No entanto, não era este o caso de um homem chamado Akil. Sempre chegava cedo à paróquia, junto com as crianças da catequese, mas nunca entrava na igreja. Ficava sentado nos degraus em frente à porta, fumando sem parar. Quando o padre saía da Missa, tentava puxar uma prosinha com aquele infeliz, a fim de conversar com ele sobre as coisas de Deus. Seus esforços, todavia, eram vãos.

Akil e seus parentes haviam sido instruídos na Fé pelos missionários portugueses. Porém, pouco depois de receberem o Batismo, uma epidemia espalhou-se pela região e os membros daquela família foram morrendo um a um. Restou a Akil apenas uma sobrinha, a jovem Sadhika, de quem ele teve que cuidar. Perturbado pela dor de tais perdas, Akil se revoltara contra Deus, deixando de rezar e de frequentar os Sacramentos.

A pequena pedia que a levasse à igreja, insistindo para que também assistisse à Missa, ao que sempre negava. Terminada a celebração, Akil, mal-humorado, tomava a criança pela mão e ia embora, não sem antes blasfemar e lançar uma fumarada desafiante na direção do sacerdote. Este não sabia mais o que fazer… Tudo tentara para trazer aquele homem empedernido de volta à Igreja, mas este provava-lhe a paciência e não dava sinais de conversão.

Um dia, quando o religioso voltava da casa de um doente, no bairro de Sadhika, esta saiu correndo ao seu encontro, chorando.
– Padre, o senhor precisa vir comigo!

– Que aconteceu?!

Puxando-lhe a batina, ela guiou-o até sua humilde cabana. Chegando ali, a menina levantou a cabeça e, fixando seus olhos escuros nos do sacerdote, disse-lhe entre soluços:

– Padre! O senhor tem que falar com meu tio! Ele não quer mais me levar à igreja porque diz ser muito longe, e também não quer que eu vá sozinha… Por favor, socorra-me!

Cheio de compaixão, ele abriu a porta da choupana e encontrou Akil sentado num cantinho do quarto, ocupado em fazer seus charutos. Numa mesinha a seu lado havia uma Bíblia aberta… Teria ele se convertido? Aproximando-se, antes que pudesse dizer qualquer palavra ouviu o som de uma folha rasgando-se… Akil acabara de puxar uma página da Bíblia! Espantado, o padre Sebastião exclamou:

– Pare! O que está fazendo?! Sem ao menos erguer o olhar, Akil respondeu:

– Não posso sequer enrolar charutos em minha própria casa e aparece um padrezinho para intervir, hein? Saia daqui!

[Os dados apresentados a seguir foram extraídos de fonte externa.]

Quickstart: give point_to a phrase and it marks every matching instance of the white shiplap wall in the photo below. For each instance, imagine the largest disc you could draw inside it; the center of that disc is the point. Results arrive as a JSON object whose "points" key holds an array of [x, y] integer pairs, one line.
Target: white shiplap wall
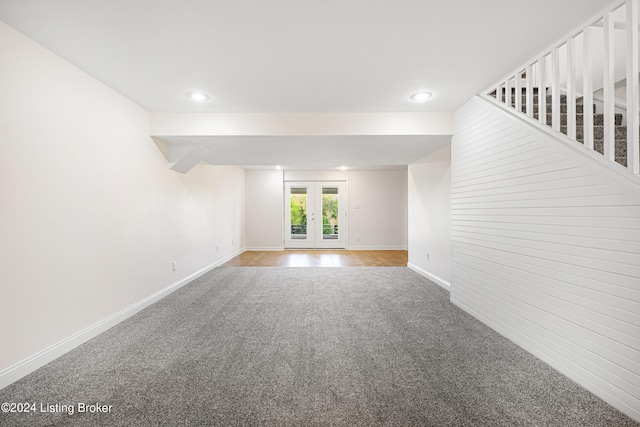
{"points": [[546, 250]]}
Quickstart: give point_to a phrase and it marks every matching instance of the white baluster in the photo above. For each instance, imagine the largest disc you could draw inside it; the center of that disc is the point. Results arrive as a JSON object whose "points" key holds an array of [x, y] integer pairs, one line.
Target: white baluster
{"points": [[529, 100], [587, 79], [609, 88], [555, 90], [518, 87], [542, 91], [571, 88]]}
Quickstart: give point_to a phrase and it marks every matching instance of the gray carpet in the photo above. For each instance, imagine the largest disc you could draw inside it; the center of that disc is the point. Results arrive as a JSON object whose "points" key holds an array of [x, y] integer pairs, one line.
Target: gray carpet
{"points": [[308, 346]]}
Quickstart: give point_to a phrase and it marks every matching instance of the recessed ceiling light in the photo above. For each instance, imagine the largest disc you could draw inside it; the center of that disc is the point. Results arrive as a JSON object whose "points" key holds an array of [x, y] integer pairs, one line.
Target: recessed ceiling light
{"points": [[198, 96], [421, 96]]}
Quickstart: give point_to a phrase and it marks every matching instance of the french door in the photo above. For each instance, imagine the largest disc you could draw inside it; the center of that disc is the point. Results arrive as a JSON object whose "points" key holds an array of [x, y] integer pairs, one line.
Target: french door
{"points": [[315, 215]]}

E puxou outra folha grotescamente, prosseguindo seu “trabalho”…

– Não!!! A Bíblia…

– O que você quer que eu diga? Que estava me deliciando com a leitura deste livro? Ha, ha, ha… Uso-o para fazer meus charutos.

Indignado, o sacerdote avançou para arrebatar-lhe o Livro Sagrado das mãos, quando, de súbito, ocorreu-lhe uma ideia e disse:

– Escute, o senhor faz isso todos os dias?

– Claro! Sempre que preciso de um charuto. E sem fumar eu não vivo…

– Bom, então façamos um trato: cada vez que for arrancar uma folha da Bíblia, leia antes o que nela estiver escrito.  Resmungando e não querendo aceitar a proposta, Akil replicou:

– Que perda de tempo! O que vou ganhar com isso?

– Espere e verá! Leia tão somente uma página por vez e acabará recebendo uma enorme recompensa…

Desconfiado, mas um tanto curioso, ele concordou. O padre Sebastião então se despediu de Sadhika, animando-a a rezar a Nossa Senhora com muito empenho.

Passaram-se algumas semanas sem que eles aparecessem na igreja. O sacerdote, contudo, não havia perdido as esperanças. Certo dia, enquanto se preparava para a Missa matutina, ouviu alguém bater desesperadamente à porta da sacristia. Assustado, imaginou que fosse caso de morte e correu para abrir.

Qual não foi sua surpresa ao encontrar Akil, com os olhos cheios de lágrimas e uma folha na mão…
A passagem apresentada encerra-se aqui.